そんな髷の結いにくい髪質の力士たちは、少しでも髷を結いやすくするためのに「髪の毛への工夫」をすることがあるのですよ!
兄弟子の髪の毛でエクステをした把瑠都エストニア出身の元大関・把瑠都(ばると)は、スウェーデン系ということもあり髪はブロンド、しかも髪の毛自体が細くて切れやすい上に伸びが遅い、髷を結うのが難しい髪質でした。
さらに出世が早かったこともあって、初土俵から2年で幕内に上がっても大銀杏を結うことができず、ちょんまげ姿で土俵に上がっていました。
そんな彼が大銀杏を結うために使ったのは、なんと当時の兄弟子の髪の毛を使った「人毛エクステ」。実は、髪質や髪の量が少ないなどの理由で地毛で髷を結うことが難しい力士の場合、「付け毛」を使うことが可能なのです。
ちなみに日本相撲協会の規定では、髪の色についての決まりは特にありません。
しかし協会の上層部からは、当時
「相撲界の伝統を重んじるなら、黒く染めたほうが良いのでは」
という声も上がっていたのだとか。
そんな事情もあり、把瑠都はその後、黒い色をつけた鬢付け油を使って髷を結うようになりました。
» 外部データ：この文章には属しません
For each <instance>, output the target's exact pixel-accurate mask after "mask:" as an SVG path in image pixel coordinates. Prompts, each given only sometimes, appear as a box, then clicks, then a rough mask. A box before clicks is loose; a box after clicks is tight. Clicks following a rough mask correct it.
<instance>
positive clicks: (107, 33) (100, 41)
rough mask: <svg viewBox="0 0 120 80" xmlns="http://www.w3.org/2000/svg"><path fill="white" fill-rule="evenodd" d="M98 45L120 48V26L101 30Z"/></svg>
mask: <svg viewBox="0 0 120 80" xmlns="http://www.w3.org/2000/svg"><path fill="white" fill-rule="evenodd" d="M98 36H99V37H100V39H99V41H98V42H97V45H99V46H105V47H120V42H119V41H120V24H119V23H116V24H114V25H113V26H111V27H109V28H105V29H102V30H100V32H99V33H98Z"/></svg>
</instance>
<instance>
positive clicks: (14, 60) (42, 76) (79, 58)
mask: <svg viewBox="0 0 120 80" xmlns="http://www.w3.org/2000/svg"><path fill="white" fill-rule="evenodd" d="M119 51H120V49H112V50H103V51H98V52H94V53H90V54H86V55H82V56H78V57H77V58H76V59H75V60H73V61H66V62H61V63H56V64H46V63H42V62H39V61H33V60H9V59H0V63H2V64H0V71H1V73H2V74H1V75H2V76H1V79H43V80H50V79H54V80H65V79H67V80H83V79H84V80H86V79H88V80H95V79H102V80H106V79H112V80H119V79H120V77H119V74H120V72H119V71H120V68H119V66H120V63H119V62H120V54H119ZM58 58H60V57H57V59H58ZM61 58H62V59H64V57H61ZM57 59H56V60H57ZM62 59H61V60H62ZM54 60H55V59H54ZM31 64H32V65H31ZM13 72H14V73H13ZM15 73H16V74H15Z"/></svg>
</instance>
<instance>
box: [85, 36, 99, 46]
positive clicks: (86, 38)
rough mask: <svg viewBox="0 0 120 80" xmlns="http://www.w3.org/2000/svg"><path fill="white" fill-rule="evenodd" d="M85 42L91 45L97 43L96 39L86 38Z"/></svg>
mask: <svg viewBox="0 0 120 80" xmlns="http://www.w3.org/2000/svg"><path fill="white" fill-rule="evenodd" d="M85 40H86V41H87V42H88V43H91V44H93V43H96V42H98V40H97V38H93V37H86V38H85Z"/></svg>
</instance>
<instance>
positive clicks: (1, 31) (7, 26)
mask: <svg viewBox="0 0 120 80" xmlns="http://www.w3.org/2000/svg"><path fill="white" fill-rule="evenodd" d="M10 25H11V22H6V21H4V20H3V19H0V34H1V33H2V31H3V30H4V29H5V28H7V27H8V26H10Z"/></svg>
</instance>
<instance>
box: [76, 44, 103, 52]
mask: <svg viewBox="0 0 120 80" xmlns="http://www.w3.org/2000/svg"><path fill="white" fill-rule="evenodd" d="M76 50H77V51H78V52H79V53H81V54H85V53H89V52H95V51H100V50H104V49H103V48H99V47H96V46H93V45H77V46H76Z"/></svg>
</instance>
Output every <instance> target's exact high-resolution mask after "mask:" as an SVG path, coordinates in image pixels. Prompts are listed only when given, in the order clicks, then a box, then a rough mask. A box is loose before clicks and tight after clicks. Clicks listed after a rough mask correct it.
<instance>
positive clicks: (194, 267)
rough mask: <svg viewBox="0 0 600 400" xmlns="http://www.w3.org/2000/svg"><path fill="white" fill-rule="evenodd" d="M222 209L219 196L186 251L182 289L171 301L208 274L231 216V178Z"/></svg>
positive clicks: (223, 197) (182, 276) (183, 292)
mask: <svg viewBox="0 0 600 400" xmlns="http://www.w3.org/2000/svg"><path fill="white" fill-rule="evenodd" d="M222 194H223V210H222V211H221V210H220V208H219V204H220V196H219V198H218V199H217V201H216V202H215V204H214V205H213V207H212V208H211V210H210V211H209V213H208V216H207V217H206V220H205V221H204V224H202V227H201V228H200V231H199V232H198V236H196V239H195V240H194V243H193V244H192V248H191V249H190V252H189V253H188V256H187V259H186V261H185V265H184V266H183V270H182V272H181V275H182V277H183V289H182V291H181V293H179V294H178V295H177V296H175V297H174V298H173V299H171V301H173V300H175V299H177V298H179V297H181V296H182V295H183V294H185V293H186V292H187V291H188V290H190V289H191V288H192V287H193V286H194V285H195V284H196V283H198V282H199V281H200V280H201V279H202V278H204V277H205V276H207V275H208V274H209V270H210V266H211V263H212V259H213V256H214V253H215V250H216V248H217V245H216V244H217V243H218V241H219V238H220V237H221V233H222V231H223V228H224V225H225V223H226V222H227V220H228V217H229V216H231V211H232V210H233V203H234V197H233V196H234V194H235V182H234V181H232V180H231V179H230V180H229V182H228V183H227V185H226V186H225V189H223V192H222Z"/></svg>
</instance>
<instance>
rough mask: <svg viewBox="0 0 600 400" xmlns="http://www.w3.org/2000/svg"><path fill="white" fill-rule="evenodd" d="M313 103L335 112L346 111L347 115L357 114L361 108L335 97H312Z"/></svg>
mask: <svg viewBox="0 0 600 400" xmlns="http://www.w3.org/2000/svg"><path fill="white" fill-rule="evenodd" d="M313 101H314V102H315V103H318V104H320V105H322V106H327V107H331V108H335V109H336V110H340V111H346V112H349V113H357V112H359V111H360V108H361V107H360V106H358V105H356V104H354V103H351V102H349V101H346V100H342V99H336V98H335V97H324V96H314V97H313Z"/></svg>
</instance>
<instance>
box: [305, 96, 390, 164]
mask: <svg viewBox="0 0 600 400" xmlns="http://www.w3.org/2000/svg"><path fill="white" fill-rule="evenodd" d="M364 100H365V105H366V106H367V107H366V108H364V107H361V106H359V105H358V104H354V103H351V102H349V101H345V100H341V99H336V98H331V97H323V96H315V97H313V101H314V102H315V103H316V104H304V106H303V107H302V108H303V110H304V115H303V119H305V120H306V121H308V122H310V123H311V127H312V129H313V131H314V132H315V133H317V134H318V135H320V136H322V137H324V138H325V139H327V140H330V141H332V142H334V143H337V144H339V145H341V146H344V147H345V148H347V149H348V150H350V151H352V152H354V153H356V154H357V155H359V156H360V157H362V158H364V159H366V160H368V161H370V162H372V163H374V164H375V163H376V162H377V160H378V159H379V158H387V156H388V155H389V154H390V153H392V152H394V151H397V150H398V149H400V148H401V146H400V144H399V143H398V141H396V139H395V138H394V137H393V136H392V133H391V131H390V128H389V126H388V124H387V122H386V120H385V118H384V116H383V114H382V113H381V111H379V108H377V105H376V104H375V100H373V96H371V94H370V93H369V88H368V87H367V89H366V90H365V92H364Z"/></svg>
だから本場所で見る大関・把瑠都の髪は、ブロンドというよりは暗い茶色のような色の大銀杏だったのです。
縮れた髪にストレートパーマをかけてきれいな大銀杏を結ったさて、髪質が原因で髷が結いにくいといえば、くせ毛や天然パーマの力士も同じです。
元大関・小錦や元横綱・曙など、恵まれた体格と圧倒的なパワーで大活躍したハワイ出身力士たちを悩ませたのが、くせの強い髪質でした。
小錦と同じ高砂部屋所属で、床山の最高位である特等床山まで昇りつめ「伝説の床山」とまで呼ばれた床寿(とこじゅ)さんの技術でも、小錦の大銀杏はなかなかきれいに結えませんでした。
そんなとき、元美容師だった床寿さんの奥さんのアイディアで取り入れられたのが、ストレートパーマでした。
ストレートパーマの効果は抜群でした。だから、私たちの知る本場所での小錦の髪型は、いつもきれいな大銀杏になっていたのです。
小錦より後に入門した元横綱・曙や武蔵丸も、現役力士時代はストレートパーマをかけ、髷を結いやすくしていたのだそうですよ。